Rodrigo – Quando falamos em análises preditivas, fazemos referência ao uso de dados, algoritmos, modelagens estatísticas e técnicas de machine learning para identificar a probabilidade de prever cenários no futuro, a partir de dados históricos. No entanto, é preciso ter em mente que essas análises não garantem sucesso futuro. Quando se fala em análise preditiva no marketing em geral, o mais importante é ter capacidade de mapear cenários possíveis, entender o ambiente e, em função disso, executar e traçar linhas de ação. Assim, você reduz gastos e ganha tempo em relação aos concorrentes.
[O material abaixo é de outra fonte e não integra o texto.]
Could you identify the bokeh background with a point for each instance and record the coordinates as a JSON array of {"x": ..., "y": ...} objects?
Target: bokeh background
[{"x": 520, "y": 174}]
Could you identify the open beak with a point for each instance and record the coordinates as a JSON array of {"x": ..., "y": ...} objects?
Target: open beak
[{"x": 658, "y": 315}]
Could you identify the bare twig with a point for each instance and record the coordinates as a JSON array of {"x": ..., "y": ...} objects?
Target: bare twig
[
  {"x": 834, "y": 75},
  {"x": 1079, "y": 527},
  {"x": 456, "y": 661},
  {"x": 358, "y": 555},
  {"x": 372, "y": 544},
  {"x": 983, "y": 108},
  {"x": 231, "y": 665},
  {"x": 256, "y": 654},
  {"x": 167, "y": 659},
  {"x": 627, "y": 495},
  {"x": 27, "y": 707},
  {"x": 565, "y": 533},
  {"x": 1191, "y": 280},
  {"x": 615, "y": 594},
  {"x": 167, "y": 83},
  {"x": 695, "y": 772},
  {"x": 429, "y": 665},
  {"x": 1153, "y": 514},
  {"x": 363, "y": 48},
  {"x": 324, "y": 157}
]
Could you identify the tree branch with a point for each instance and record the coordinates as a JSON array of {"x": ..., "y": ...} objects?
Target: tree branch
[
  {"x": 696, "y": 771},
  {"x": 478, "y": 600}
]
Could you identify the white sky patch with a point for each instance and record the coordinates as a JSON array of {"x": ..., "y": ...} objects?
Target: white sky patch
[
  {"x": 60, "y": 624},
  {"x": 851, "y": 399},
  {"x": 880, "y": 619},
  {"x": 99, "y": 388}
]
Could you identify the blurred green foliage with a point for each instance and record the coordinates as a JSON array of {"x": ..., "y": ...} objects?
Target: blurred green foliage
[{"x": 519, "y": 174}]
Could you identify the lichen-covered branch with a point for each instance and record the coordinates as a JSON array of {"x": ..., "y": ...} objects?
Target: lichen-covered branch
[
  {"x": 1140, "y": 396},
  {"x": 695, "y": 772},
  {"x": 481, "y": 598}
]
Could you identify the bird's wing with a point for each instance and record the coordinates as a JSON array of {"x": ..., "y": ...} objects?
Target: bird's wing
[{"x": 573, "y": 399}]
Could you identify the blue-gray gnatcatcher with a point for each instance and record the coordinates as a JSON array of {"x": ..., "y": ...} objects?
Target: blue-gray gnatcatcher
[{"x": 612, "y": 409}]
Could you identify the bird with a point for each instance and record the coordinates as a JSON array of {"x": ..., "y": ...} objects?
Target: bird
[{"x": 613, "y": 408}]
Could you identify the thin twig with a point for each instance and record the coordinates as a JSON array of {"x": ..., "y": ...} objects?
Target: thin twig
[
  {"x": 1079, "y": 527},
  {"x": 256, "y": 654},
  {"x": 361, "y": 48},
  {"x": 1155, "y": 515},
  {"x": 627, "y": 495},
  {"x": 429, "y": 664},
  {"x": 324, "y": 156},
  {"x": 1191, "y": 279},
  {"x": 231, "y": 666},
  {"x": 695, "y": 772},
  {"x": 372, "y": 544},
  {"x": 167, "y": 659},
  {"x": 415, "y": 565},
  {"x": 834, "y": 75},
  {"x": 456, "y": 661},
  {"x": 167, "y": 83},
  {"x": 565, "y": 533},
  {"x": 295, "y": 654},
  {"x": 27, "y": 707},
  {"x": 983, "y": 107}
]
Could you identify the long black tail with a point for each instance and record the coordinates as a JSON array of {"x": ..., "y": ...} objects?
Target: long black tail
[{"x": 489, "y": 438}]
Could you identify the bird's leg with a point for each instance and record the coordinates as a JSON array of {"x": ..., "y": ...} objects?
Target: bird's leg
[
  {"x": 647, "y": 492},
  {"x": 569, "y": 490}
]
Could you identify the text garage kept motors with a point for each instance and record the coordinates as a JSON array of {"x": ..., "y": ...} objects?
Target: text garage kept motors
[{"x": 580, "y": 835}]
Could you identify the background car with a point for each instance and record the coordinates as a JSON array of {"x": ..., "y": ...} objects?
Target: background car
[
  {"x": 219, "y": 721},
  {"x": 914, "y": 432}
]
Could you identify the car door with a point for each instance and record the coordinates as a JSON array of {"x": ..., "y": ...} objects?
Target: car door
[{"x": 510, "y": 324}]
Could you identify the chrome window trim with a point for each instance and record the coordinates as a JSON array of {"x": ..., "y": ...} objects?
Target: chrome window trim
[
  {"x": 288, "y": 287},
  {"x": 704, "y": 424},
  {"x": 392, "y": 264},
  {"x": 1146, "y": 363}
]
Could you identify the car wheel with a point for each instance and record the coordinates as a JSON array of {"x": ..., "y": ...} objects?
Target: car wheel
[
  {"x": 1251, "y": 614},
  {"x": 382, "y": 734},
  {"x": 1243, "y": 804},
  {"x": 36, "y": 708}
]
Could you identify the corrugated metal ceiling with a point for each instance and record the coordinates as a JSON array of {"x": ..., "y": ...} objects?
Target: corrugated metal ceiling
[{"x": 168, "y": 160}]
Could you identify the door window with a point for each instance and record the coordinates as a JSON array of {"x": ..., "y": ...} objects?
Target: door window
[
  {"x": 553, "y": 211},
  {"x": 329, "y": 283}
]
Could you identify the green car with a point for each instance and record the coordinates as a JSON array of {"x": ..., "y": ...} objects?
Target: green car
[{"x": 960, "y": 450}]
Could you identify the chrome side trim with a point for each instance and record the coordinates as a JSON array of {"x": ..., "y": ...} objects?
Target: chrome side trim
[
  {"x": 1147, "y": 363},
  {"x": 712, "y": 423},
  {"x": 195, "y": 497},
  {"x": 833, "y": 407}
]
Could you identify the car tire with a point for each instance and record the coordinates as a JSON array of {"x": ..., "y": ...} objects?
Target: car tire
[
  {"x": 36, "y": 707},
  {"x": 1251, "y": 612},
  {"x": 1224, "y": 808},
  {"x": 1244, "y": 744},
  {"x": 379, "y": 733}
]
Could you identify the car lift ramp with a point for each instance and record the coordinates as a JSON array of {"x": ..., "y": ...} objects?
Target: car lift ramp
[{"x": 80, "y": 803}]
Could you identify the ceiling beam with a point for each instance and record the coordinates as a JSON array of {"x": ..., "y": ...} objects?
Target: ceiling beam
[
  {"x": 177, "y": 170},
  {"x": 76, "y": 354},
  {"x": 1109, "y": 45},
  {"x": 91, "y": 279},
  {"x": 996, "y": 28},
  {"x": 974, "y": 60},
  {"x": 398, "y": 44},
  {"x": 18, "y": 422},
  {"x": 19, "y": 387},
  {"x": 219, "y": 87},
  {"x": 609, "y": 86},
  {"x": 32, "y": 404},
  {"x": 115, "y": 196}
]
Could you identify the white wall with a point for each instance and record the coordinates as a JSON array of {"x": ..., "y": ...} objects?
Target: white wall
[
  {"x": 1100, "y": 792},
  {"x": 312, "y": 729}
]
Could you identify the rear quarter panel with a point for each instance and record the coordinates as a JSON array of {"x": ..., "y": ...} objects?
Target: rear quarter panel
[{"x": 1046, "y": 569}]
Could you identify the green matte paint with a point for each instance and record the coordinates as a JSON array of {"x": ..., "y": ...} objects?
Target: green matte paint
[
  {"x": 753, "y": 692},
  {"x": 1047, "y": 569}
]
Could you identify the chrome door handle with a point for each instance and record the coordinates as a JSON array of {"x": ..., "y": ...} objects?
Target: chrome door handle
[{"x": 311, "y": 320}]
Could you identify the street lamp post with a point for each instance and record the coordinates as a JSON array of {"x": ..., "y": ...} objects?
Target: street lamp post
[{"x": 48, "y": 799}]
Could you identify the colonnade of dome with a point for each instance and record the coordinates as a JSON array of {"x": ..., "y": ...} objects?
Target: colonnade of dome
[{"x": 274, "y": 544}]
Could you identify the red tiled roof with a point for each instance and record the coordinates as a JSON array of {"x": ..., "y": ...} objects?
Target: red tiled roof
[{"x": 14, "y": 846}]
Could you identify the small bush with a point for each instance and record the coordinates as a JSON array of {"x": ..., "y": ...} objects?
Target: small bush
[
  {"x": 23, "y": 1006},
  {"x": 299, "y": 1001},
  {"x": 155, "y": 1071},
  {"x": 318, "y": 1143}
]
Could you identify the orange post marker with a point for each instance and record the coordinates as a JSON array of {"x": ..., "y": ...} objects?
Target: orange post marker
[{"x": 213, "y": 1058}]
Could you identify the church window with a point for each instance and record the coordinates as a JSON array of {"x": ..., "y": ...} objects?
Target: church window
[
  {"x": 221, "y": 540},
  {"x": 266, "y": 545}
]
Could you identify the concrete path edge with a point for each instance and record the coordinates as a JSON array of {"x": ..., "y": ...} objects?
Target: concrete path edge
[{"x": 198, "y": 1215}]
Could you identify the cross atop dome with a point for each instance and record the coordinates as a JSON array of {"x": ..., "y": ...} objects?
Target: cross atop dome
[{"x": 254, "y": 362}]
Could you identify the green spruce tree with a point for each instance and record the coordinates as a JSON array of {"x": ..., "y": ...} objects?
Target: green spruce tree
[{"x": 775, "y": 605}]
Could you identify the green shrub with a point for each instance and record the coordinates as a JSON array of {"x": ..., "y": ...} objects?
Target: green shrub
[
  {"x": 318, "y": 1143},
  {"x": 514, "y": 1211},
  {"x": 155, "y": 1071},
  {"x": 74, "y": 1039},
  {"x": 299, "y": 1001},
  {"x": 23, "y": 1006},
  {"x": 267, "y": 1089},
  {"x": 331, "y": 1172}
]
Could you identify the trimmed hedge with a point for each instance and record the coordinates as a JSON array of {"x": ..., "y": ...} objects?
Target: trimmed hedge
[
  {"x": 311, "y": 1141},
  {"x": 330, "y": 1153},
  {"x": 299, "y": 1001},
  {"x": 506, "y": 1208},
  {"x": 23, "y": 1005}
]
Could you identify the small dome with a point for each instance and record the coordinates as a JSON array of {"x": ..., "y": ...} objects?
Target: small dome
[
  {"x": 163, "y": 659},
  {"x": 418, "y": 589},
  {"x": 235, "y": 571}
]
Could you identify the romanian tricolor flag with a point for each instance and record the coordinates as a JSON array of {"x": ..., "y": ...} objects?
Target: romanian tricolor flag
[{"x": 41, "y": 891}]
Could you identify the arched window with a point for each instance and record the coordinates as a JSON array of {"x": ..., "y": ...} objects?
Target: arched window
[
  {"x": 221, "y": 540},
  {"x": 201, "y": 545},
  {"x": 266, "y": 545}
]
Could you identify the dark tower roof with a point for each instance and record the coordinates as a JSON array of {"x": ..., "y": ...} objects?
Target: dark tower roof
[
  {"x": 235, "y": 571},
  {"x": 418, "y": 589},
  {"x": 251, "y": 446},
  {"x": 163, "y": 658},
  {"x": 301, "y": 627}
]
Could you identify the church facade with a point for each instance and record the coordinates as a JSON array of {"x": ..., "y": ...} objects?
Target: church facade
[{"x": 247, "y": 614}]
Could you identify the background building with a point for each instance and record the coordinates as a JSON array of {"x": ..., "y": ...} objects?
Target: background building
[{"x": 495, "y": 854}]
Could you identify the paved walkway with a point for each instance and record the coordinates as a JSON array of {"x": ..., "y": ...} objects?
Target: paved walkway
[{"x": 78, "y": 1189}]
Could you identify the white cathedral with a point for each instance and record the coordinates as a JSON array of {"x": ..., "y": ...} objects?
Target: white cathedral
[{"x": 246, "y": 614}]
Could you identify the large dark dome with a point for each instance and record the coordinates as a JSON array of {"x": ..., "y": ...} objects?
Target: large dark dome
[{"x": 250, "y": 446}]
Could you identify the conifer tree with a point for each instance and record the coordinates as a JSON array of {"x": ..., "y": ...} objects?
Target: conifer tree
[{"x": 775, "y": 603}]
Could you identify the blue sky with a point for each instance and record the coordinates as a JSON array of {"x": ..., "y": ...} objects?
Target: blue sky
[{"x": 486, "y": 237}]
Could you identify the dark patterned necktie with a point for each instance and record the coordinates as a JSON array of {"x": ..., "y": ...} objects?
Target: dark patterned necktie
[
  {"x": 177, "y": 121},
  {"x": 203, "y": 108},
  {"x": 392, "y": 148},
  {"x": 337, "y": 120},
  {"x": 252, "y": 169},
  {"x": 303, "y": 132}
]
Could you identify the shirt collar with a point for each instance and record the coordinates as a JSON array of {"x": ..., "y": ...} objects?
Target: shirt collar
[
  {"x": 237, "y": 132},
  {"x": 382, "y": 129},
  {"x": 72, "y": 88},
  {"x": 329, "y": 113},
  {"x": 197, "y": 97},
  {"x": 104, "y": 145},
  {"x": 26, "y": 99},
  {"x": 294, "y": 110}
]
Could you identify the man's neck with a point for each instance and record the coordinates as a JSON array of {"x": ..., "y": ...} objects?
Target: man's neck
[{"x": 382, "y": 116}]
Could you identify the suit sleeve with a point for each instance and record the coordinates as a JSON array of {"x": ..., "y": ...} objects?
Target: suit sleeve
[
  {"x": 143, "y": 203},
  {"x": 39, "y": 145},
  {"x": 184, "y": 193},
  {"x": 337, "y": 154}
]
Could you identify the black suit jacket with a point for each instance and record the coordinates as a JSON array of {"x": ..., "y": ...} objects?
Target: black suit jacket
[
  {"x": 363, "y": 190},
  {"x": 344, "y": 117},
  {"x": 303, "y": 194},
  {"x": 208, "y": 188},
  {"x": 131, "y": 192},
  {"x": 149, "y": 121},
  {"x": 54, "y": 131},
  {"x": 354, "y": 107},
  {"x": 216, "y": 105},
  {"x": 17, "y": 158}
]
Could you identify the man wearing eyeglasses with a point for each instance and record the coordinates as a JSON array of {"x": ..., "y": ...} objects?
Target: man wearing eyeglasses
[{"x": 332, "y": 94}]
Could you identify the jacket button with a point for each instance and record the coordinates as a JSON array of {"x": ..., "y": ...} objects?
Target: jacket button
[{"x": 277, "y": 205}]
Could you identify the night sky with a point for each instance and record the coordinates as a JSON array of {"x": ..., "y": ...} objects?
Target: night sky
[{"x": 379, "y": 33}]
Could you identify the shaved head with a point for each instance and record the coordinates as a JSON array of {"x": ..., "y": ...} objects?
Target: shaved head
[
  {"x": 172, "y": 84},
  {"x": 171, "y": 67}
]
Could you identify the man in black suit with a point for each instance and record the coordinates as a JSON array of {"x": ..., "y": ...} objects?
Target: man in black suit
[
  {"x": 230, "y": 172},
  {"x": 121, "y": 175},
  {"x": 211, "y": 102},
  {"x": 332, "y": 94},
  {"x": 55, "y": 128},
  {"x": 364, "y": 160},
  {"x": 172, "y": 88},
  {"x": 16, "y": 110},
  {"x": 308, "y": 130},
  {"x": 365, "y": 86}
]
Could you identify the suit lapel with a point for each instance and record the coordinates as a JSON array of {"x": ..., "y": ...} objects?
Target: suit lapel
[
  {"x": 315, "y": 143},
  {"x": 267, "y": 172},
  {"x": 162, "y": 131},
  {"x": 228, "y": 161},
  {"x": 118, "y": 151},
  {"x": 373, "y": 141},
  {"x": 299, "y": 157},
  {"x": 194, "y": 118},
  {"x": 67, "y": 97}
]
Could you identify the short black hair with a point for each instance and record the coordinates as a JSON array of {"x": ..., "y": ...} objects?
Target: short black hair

Mais especificamente no contexto de marketing digital, tecnologias, como big data analytics e inteligência artificial, permitem, principalmente, criar segmentações mais bem embasadas e fazer a nutrição de leads, por meio de campanhas que levam em conta os interesses e comportamentos de cada público.

Meio & Mensagem – O que o mercado brasileiro de marketing digital ainda carece, em termos tecnológicos e de inovação?
Rodrigo – O que não falta, hoje, no mercado, são plataformas de automação de marketing, landing page, gestão de mídias sociais, SEO e e-mail marketing. No entanto, existem alguns pontos que devem ser levados em conta, quando se fala do sucesso de um projeto de marketing digital. O primeiro deles é que a solução deve conseguir conectar todos os canais e fazer os dados conversarem entre si, e não analisar apenas o comportamento do usuário no seu site, qual o conteúdo que baixou, o webinar que participou ou o produto que colocou no carrinho. É claro que entender a jornada do consumidor é um ponto primordial para conseguir personalizar as campanhas de forma eficiente e gerar melhores resultados. No entanto, as empresas não podem deixar de lado o que está no mundo off-line. Outra questão importante tem a ver com a própria cultura da empresa. Nós, por exemplo, que trabalhamos com dados, sempre destacamos que um fator crítico de sucesso dos projetos dos nossos clientes é o compartilhamento de dados. Muitas empresas ficam receosas, pensam que informações de venda são muito sensíveis, não querem dizer quem são seus clientes, nem quanto faturam. Muitas empresas acham que é uma via de mão única. Ela vai querer gerar os melhores leads e criar as estratégias de marketing mais personalizadas, compartilhando o mínimo de dados possível. A conta não fecha.

Meio & Mensagem – Como as soluções de martech e adtech entram no dia a dia da Neoway?
Rodrigo – Nos últimos anos, estruturamos uma área de inteligência, a partir das nossas soluções de big data analytics, para aprimorar os processos de marketing e vendas. A partir de soluções de martech e adtech, mudamos, por exemplo, nossa estratégia de atração de clientes, quando percebemos que ela está diretamente relacionada ao segmento de atuação. Nos primeiros anos da Neoway, costumávamos tratar os clientes de forma igual, independentemente de indústria, faturamento ou complexidade do projeto. Não dá para prospectar clientes diferentes da mesma forma. O mesmo vale para a prospecção de negócios. É preciso segmentar para conseguir abordá-los da forma adequada. Ao usar soluções de martech, os profissionais de marketing economizam recursos, aprofundam sua capacidade de análise e tendem a obter melhores resultados. A conversão pode até ficar igual, mas a rentabilidade do cliente fica muito maior, porque, provavelmente, você vendeu para o cliente certo e ele não vai cancelar o contrato em alguns meses.